It’s vital that you educate yourself on some of the situations in which life insurance policies will not pay out claims to heirs.
The Suicide Clause
Life insurance policies today include what is known as The Suicide Clause, which states that if an insured person commits suicide within the first two years of taking out a life insurance policy, death benefits will not be paid to designated beneficiaries. The suicide clause is a protection for the life insurance company against people taking out a large life insurance policy and then committing suicide to improve the financial position of their families. Although it is true that most people find this type of action unimaginable, sadly it does happen.
Many people who commit suicide may do so as a result of a major business failure, dealing with overwhelming financial debt, the loss of a well-paying career, becoming injured and unable to work or live life as was previously done, or any other reason. It is not uncommon for people who see their lives as basically “over” to still want to provide for their families, however. If the cause of death is indeed found to be suicide, it is most likely that insurance companies will not pay death benefit payments, and this often extends beyond the period of contestability, being effective throughout the life of the policy.
Periods of Contestability
Most life insurance policies also include a “period of contestability” clause, which gives the life insurance companies the option to investigate and challenge a claim, usually within the first two years in which the policy is in effect.
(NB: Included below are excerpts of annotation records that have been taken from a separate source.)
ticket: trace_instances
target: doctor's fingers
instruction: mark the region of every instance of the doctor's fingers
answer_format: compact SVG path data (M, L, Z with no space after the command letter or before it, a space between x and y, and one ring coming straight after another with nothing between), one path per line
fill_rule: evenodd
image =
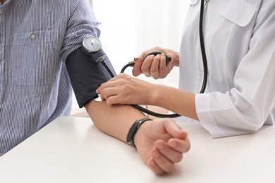
M150 68L152 67L152 64L155 59L156 56L154 55L148 56L145 60L143 61L143 63L141 65L140 70L141 72L143 73L147 77L151 76L151 70Z
M164 53L161 54L159 65L159 78L163 79L170 73L171 69L168 68L170 62L166 64L166 58Z
M152 62L151 68L149 68L149 75L154 79L157 80L159 78L159 63L161 61L161 55L157 55Z

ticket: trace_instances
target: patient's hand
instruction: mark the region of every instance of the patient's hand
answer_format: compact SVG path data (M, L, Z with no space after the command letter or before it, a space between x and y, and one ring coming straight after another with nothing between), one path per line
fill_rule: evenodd
M140 126L134 142L143 161L155 174L161 175L171 172L189 151L187 136L173 120L157 119Z

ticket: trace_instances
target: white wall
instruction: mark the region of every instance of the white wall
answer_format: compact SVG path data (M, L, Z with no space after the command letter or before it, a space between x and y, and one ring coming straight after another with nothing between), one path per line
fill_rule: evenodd
M102 49L116 73L146 49L157 46L178 51L188 7L189 0L92 0L92 9L101 23ZM131 75L130 68L125 72ZM162 80L139 78L176 86L178 69Z

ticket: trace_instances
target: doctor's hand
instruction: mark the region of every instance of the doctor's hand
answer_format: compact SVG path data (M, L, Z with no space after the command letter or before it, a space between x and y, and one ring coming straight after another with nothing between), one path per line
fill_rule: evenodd
M147 54L154 52L160 51L163 53L160 55L149 55L145 60L144 58ZM171 58L171 61L167 64L166 63L165 54ZM178 52L171 49L154 47L152 49L143 51L139 56L133 66L132 73L133 76L138 76L144 74L147 77L152 77L154 79L164 78L170 73L174 66L179 65Z
M123 73L103 83L96 92L108 104L150 105L155 89L155 84Z
M157 175L171 172L190 148L187 133L168 118L145 122L134 143L142 160Z

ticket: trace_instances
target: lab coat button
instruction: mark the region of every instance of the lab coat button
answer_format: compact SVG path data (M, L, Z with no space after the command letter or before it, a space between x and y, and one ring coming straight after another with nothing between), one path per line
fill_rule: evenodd
M31 34L30 35L30 39L36 39L36 35L35 34Z

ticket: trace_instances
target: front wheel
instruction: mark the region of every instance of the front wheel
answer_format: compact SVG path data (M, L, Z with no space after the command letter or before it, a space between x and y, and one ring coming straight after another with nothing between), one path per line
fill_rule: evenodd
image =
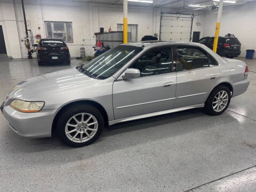
M205 104L206 113L210 115L219 115L228 108L230 102L229 89L224 85L215 88L211 93Z
M100 111L93 106L75 105L65 110L57 123L60 139L73 147L89 145L100 136L104 121Z

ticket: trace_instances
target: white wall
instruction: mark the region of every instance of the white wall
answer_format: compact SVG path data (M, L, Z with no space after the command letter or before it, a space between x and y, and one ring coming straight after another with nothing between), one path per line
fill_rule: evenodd
M3 26L7 55L14 58L20 58L20 41L12 4L0 3L0 25Z
M40 34L42 38L46 37L45 21L72 22L74 43L68 44L71 57L79 57L79 49L84 44L86 54L91 54L93 52L92 46L95 45L94 33L99 32L100 27L103 27L105 31L107 31L111 26L112 30L116 30L117 24L123 23L123 7L120 5L63 0L26 0L25 6L28 28L31 29L34 36ZM22 39L25 39L26 34L20 2L17 1L14 7L17 10L17 22L12 1L5 3L4 7L2 7L2 11L0 10L0 17L1 14L5 15L6 12L10 13L13 20L6 21L5 18L3 19L5 27L9 27L6 29L6 33L4 33L5 38L6 36L10 36L9 41L5 41L9 50L7 54L14 58L26 58L27 51L24 42L21 42ZM159 33L160 12L158 9L129 6L128 23L138 25L139 40L144 35ZM33 57L35 57L35 53Z
M222 12L220 35L225 36L230 33L238 38L242 44L240 57L245 57L245 51L247 49L256 51L256 3L250 3L225 7L223 11L226 11ZM195 21L197 20L201 22L201 26L195 27L198 31L202 30L201 37L214 35L217 17L217 13L195 17ZM256 58L256 53L254 58Z

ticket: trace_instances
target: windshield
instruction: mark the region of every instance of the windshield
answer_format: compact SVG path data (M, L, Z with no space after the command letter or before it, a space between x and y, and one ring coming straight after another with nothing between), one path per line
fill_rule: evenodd
M114 74L142 50L140 47L119 45L81 65L78 68L91 77L105 79Z

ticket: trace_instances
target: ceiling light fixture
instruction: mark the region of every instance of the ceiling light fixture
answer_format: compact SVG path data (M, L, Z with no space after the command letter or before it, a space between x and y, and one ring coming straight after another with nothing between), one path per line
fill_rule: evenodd
M188 5L188 6L192 6L192 7L201 7L201 8L205 8L207 6L205 6L205 5L193 5L193 4L190 4L190 5Z
M213 0L214 2L219 2L220 0ZM236 1L223 1L224 3L236 3Z
M143 1L143 0L128 0L128 1L137 3L153 3L153 1Z

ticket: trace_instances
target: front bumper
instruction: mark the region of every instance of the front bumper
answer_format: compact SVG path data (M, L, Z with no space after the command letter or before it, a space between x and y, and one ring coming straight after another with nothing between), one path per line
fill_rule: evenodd
M58 59L52 59L52 57L58 57ZM70 60L69 53L51 53L38 54L38 60L41 62L60 62Z
M12 130L20 135L32 138L51 136L52 122L57 109L26 113L18 111L9 105L5 106L4 103L1 108Z

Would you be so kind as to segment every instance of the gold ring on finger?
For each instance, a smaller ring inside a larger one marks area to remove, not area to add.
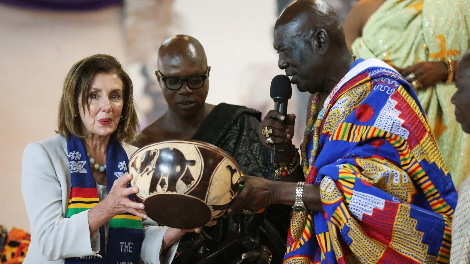
[[[415,90],[417,90],[423,87],[423,85],[418,80],[415,80],[413,82],[411,82],[411,86]]]
[[[268,145],[273,145],[274,144],[274,141],[271,139],[271,137],[268,137],[268,138],[266,139],[266,144]]]
[[[411,73],[408,74],[408,76],[405,78],[406,79],[407,81],[412,82],[416,80],[416,75],[415,74],[414,72],[412,72]]]

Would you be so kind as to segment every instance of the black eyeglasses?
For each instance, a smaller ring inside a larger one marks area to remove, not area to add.
[[[188,78],[180,78],[175,76],[164,76],[160,70],[156,71],[155,75],[157,75],[157,77],[159,77],[158,75],[160,75],[159,77],[161,77],[163,80],[163,82],[165,83],[165,86],[168,90],[180,90],[183,86],[184,82],[186,82],[186,84],[188,85],[188,87],[189,87],[189,89],[196,90],[204,86],[204,82],[207,78],[209,69],[209,67],[207,67],[205,74],[190,76]]]

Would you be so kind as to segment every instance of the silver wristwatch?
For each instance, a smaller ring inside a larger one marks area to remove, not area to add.
[[[305,182],[299,181],[297,183],[297,187],[295,189],[295,202],[292,209],[294,212],[303,213],[307,210],[307,208],[304,204],[304,185]]]

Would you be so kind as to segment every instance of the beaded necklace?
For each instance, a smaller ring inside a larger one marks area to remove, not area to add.
[[[325,116],[325,112],[326,111],[327,107],[329,104],[329,102],[331,101],[333,97],[335,96],[335,94],[336,94],[336,93],[338,92],[338,90],[341,87],[339,85],[343,82],[343,79],[344,79],[344,78],[337,84],[336,86],[333,88],[331,92],[329,93],[328,97],[325,100],[323,108],[320,111],[320,113],[318,113],[318,116],[316,116],[316,120],[315,121],[314,125],[313,125],[313,120],[315,120],[317,109],[318,107],[318,104],[320,101],[320,93],[316,93],[313,95],[313,98],[312,99],[310,117],[308,119],[308,122],[307,122],[307,127],[305,128],[305,131],[304,132],[304,139],[300,144],[300,154],[302,155],[302,167],[304,170],[304,176],[306,179],[307,179],[307,177],[308,176],[308,174],[310,173],[310,170],[312,170],[312,168],[313,166],[313,163],[315,163],[315,159],[317,157],[317,152],[318,150],[318,148],[320,145],[320,127],[323,123],[323,119]],[[308,145],[308,141],[310,139],[310,133],[312,132],[312,126],[313,126],[313,145],[312,148],[312,152],[310,153],[310,158],[308,159],[308,161],[307,162],[307,145]]]
[[[357,57],[354,55],[352,55],[352,58],[354,58],[354,61],[357,60]],[[312,168],[313,166],[313,163],[315,163],[315,159],[317,157],[317,152],[318,150],[318,147],[320,146],[320,127],[321,126],[321,124],[323,123],[325,112],[326,112],[327,108],[331,101],[331,99],[333,99],[333,97],[336,94],[339,88],[342,86],[343,81],[345,77],[343,77],[339,80],[338,83],[336,84],[336,85],[335,86],[335,87],[333,88],[333,90],[331,90],[331,92],[329,93],[329,94],[326,98],[326,100],[325,100],[325,102],[323,103],[323,108],[321,109],[321,110],[318,113],[318,116],[316,117],[316,120],[315,121],[315,125],[313,125],[313,120],[315,120],[317,109],[318,107],[319,102],[320,102],[320,93],[315,93],[313,95],[313,98],[312,99],[310,117],[308,118],[308,122],[307,122],[307,127],[305,128],[305,131],[304,131],[304,139],[302,140],[302,143],[300,143],[302,167],[304,170],[304,177],[305,177],[305,179],[307,179],[308,177],[308,174],[310,173]],[[312,126],[313,126],[313,145],[312,148],[312,152],[310,153],[310,158],[308,159],[308,161],[307,162],[307,145],[308,145],[308,141],[310,139],[310,133],[312,132]]]

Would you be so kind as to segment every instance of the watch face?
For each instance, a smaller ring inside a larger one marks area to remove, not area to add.
[[[294,211],[298,213],[303,213],[306,211],[305,207],[302,205],[294,205]]]

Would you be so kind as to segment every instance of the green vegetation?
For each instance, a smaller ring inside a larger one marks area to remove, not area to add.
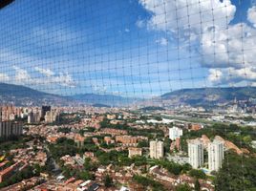
[[[224,139],[230,140],[238,147],[245,147],[253,152],[255,150],[251,148],[250,143],[252,139],[256,139],[256,134],[252,134],[254,131],[253,127],[216,123],[199,131],[183,131],[183,136],[181,138],[181,144],[182,150],[187,151],[186,139],[201,138],[202,135],[206,135],[209,138],[213,139],[215,136],[220,136]]]
[[[75,146],[75,141],[66,138],[58,138],[55,144],[50,144],[49,149],[53,158],[56,160],[59,160],[62,156],[75,156],[78,153],[78,149]]]
[[[192,169],[189,171],[189,176],[202,180],[206,179],[206,175],[203,170]]]
[[[175,191],[192,191],[188,184],[179,184],[176,186]]]
[[[104,185],[108,188],[108,187],[111,187],[113,185],[113,179],[109,176],[109,175],[106,175],[104,177]]]
[[[256,188],[256,158],[226,153],[215,180],[216,191],[241,191]]]
[[[140,140],[138,142],[137,147],[138,148],[149,147],[148,141],[147,140]]]
[[[155,190],[155,191],[165,190],[160,182],[158,182],[158,181],[156,181],[153,179],[148,178],[148,177],[142,177],[142,176],[137,175],[137,176],[133,177],[133,180],[141,184],[144,187],[144,190],[147,190],[146,188],[148,186],[152,187],[153,190]]]
[[[33,138],[32,136],[22,136],[22,137],[10,137],[8,139],[0,139],[0,154],[5,151],[8,152],[11,149],[26,148],[26,142],[31,141]]]
[[[167,169],[169,173],[174,175],[181,175],[191,169],[189,164],[181,165],[169,160],[155,160],[154,163]]]
[[[149,138],[162,138],[164,137],[164,133],[162,130],[159,129],[156,125],[154,128],[151,129],[136,129],[129,127],[126,123],[124,124],[110,124],[109,120],[105,118],[101,123],[101,128],[113,128],[113,129],[119,129],[119,130],[126,130],[128,132],[128,135],[130,136],[144,136]]]
[[[199,180],[195,181],[195,191],[201,191],[201,185]]]
[[[68,127],[58,128],[57,132],[68,134],[71,132],[71,128],[68,128]]]
[[[28,166],[22,171],[16,172],[14,175],[12,175],[11,178],[9,178],[7,180],[0,183],[0,188],[17,183],[25,179],[30,179],[33,176],[38,176],[38,174],[35,174],[33,172],[33,168],[32,166]]]

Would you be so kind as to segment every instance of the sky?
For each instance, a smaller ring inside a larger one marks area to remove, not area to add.
[[[0,10],[0,82],[152,97],[256,86],[254,0],[16,0]]]

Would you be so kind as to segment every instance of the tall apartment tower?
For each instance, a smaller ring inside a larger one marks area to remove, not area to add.
[[[18,122],[2,121],[0,122],[0,138],[22,135],[23,126]]]
[[[152,159],[160,159],[163,158],[164,152],[163,152],[163,142],[153,140],[150,141],[150,158]]]
[[[220,140],[213,140],[208,145],[208,165],[210,171],[218,171],[224,160],[224,143]]]
[[[193,168],[203,165],[203,147],[200,140],[194,139],[188,142],[188,161]]]
[[[169,128],[169,138],[171,140],[176,140],[176,138],[181,138],[182,135],[182,129],[180,129],[178,127]]]
[[[42,110],[41,110],[41,118],[42,119],[45,119],[45,115],[47,112],[51,112],[51,106],[43,105]]]

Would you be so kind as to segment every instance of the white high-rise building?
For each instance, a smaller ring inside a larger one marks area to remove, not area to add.
[[[200,140],[194,139],[188,142],[188,161],[193,168],[203,165],[203,147]]]
[[[160,159],[163,158],[163,142],[162,141],[158,141],[158,140],[153,140],[150,141],[150,158],[152,159]]]
[[[169,138],[171,140],[176,140],[176,138],[181,138],[182,135],[182,129],[180,129],[178,127],[169,128]]]
[[[224,143],[214,140],[208,145],[208,165],[210,171],[218,171],[224,160]]]

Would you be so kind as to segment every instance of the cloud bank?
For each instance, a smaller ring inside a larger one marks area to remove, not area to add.
[[[197,46],[202,67],[213,85],[256,84],[256,7],[247,21],[230,24],[231,0],[139,0],[151,17],[146,28],[167,32],[180,46]],[[139,21],[138,21],[139,22]]]

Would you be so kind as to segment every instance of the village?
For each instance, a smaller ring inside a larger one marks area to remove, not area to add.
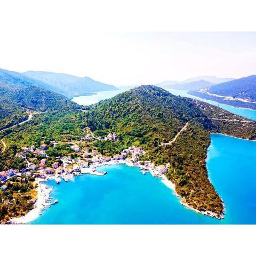
[[[104,138],[94,138],[91,133],[81,138],[81,141],[91,141],[92,139],[105,140],[117,140],[118,136],[115,133],[109,133]],[[51,147],[54,148],[59,142],[51,141]],[[153,176],[163,180],[166,179],[164,174],[167,171],[168,164],[155,166],[150,161],[140,161],[140,157],[145,155],[146,152],[141,147],[134,146],[122,150],[120,154],[112,156],[104,156],[99,154],[97,148],[80,148],[77,144],[70,146],[70,149],[76,154],[76,157],[70,155],[52,157],[47,155],[49,146],[43,143],[38,148],[32,145],[30,147],[21,147],[21,151],[17,153],[16,156],[23,158],[26,161],[26,167],[22,170],[10,169],[0,172],[0,181],[2,191],[8,189],[6,181],[12,178],[25,175],[26,178],[34,178],[37,182],[37,196],[30,200],[30,203],[38,209],[45,210],[46,205],[53,204],[49,201],[51,189],[49,188],[41,182],[49,180],[55,180],[57,184],[61,181],[68,182],[74,180],[77,175],[91,174],[103,176],[106,172],[99,172],[97,167],[103,165],[125,164],[131,166],[140,167],[143,174],[150,173]],[[58,201],[57,201],[58,202]],[[54,203],[57,202],[54,202]]]

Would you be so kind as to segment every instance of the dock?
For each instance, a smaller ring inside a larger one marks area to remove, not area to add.
[[[98,172],[92,168],[81,168],[81,173],[83,174],[92,174],[98,176],[103,176],[107,174],[107,172]]]

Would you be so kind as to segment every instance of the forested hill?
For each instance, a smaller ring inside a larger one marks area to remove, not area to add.
[[[117,90],[113,85],[95,81],[88,77],[78,77],[67,74],[43,71],[28,71],[23,74],[57,88],[57,92],[59,90],[58,92],[71,98],[94,92]]]
[[[0,69],[0,130],[27,118],[25,109],[44,111],[79,108],[43,86],[20,73]]]
[[[212,85],[209,91],[211,93],[256,102],[256,75]]]
[[[116,144],[98,143],[103,154],[141,146],[147,152],[146,158],[156,165],[170,163],[167,176],[185,203],[219,217],[223,214],[222,202],[208,179],[205,166],[210,133],[256,138],[254,122],[151,85],[97,104],[88,112],[88,123],[95,135],[115,132],[119,136]],[[166,143],[186,124],[174,143]]]

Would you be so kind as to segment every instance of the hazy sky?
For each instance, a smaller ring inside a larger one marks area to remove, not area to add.
[[[0,68],[90,76],[118,86],[256,74],[256,33],[46,33],[32,28],[1,39]]]

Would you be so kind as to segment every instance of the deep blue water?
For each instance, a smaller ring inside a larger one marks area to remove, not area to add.
[[[128,90],[128,89],[127,89]],[[118,93],[124,92],[125,90],[119,90],[115,91],[110,91],[108,92],[98,92],[91,95],[87,96],[80,96],[79,97],[76,97],[73,99],[73,100],[78,104],[89,105],[98,102],[100,100],[105,100],[106,99],[109,99]],[[239,116],[243,116],[247,118],[251,119],[252,120],[256,121],[256,110],[253,110],[251,109],[247,109],[246,108],[237,108],[233,107],[233,106],[227,105],[227,104],[218,103],[216,101],[212,100],[206,100],[202,99],[196,96],[190,95],[187,93],[187,91],[183,91],[181,90],[168,90],[168,91],[173,94],[184,97],[191,98],[192,99],[196,99],[201,101],[204,101],[205,102],[209,103],[212,105],[218,106],[220,108],[223,108],[229,112],[233,114],[236,114]]]
[[[236,108],[170,90],[175,95],[207,102],[256,121],[256,111]],[[88,105],[122,91],[79,97]],[[76,101],[76,100],[74,100]],[[33,224],[256,224],[256,142],[212,134],[206,165],[209,178],[225,203],[219,220],[186,209],[159,179],[142,175],[138,167],[101,166],[103,177],[85,175],[62,182],[51,193],[59,203],[44,211]]]
[[[84,175],[57,185],[53,200],[33,224],[255,224],[256,142],[212,134],[207,167],[226,206],[219,220],[186,209],[158,178],[125,165],[103,166],[103,177]]]

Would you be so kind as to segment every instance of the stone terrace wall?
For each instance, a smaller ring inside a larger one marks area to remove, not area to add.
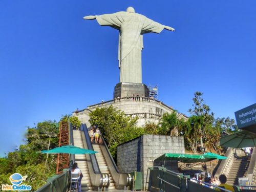
[[[164,113],[171,114],[174,112],[171,107],[154,99],[142,97],[128,97],[88,106],[88,109],[73,112],[72,116],[77,117],[82,123],[86,123],[87,126],[89,127],[90,124],[89,122],[88,114],[90,111],[94,111],[97,108],[108,108],[111,105],[123,111],[126,115],[131,116],[133,118],[138,117],[138,126],[143,126],[146,122],[157,124]],[[187,119],[187,117],[182,114],[179,113],[178,116],[180,118]]]
[[[117,166],[122,172],[141,172],[144,187],[147,168],[164,153],[185,153],[183,137],[144,135],[119,145]]]

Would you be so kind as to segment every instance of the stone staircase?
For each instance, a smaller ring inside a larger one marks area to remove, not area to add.
[[[249,161],[244,152],[241,150],[236,149],[233,153],[234,159],[230,169],[227,176],[226,183],[231,185],[238,185],[238,178],[246,177]]]
[[[109,190],[114,190],[115,189],[115,183],[112,179],[112,177],[111,176],[111,174],[110,174],[109,168],[108,167],[108,165],[106,165],[106,162],[105,161],[105,159],[104,158],[104,156],[103,156],[102,153],[101,152],[101,150],[100,149],[100,147],[98,144],[93,144],[93,150],[98,152],[95,154],[97,161],[98,161],[98,164],[99,165],[99,169],[100,170],[100,172],[102,174],[108,174],[110,176],[110,185],[109,186]]]
[[[74,145],[84,148],[83,144],[80,131],[73,130],[74,138]],[[77,163],[78,167],[83,175],[81,181],[82,191],[92,191],[91,181],[90,180],[89,173],[87,166],[87,162],[85,155],[75,155],[75,161]]]

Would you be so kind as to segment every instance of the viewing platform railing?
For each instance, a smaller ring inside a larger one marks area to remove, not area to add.
[[[159,101],[158,100],[155,99],[153,98],[149,98],[149,97],[139,97],[139,96],[127,96],[125,97],[122,97],[119,98],[116,98],[114,99],[110,100],[109,101],[101,102],[99,103],[97,103],[95,104],[93,104],[92,105],[88,106],[89,109],[93,109],[94,108],[99,108],[103,105],[107,105],[109,104],[111,104],[112,103],[118,102],[126,102],[127,101],[142,101],[142,102],[147,102],[151,103],[157,103],[158,104],[162,105],[166,108],[170,109],[171,110],[173,110],[173,108],[166,105],[162,101]]]

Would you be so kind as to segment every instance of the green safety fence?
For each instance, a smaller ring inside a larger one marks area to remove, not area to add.
[[[66,192],[69,187],[69,169],[65,169],[63,173],[52,177],[48,182],[36,192]]]
[[[142,175],[141,172],[133,172],[130,173],[133,181],[132,190],[141,190],[142,186]]]

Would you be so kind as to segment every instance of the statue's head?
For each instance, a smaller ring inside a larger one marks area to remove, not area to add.
[[[127,8],[126,11],[129,12],[129,13],[135,13],[135,10],[134,10],[134,8],[132,7],[129,7]]]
Whether it involves suspicious death, withholding information, inaccurate information, or blatant fraud, an investigation may be started that could lead to payment of the death benefit being denied. Any kind of fraud found on the life insurance application will almost certainly result in a denial of payment. For example, if a policy holder lies about a history of mental illness, or under-reports an unhealthy habit such as smoking, the insurance company has the right to contest paying out their benefits to heirs in the event of their death.
Other Situations in which Insurance Policies May Not Pay
In addition, one of the provisions that might be included in policies are exclusions that apply to living abroad. Companies may exclude payment of the death benefit if a person dies while living outside of the country.
One of the easiest payment refusal reasons that can be avoided is the expiration of the term on a term life insurance policy. Although most people are aware of when their policy is ending, it can easily slip their minds, especially in situations when the policy is paid-up. If the policy expires and is not extended, coverage ends the day after the last day of the policy, and it cannot be extended after the fact.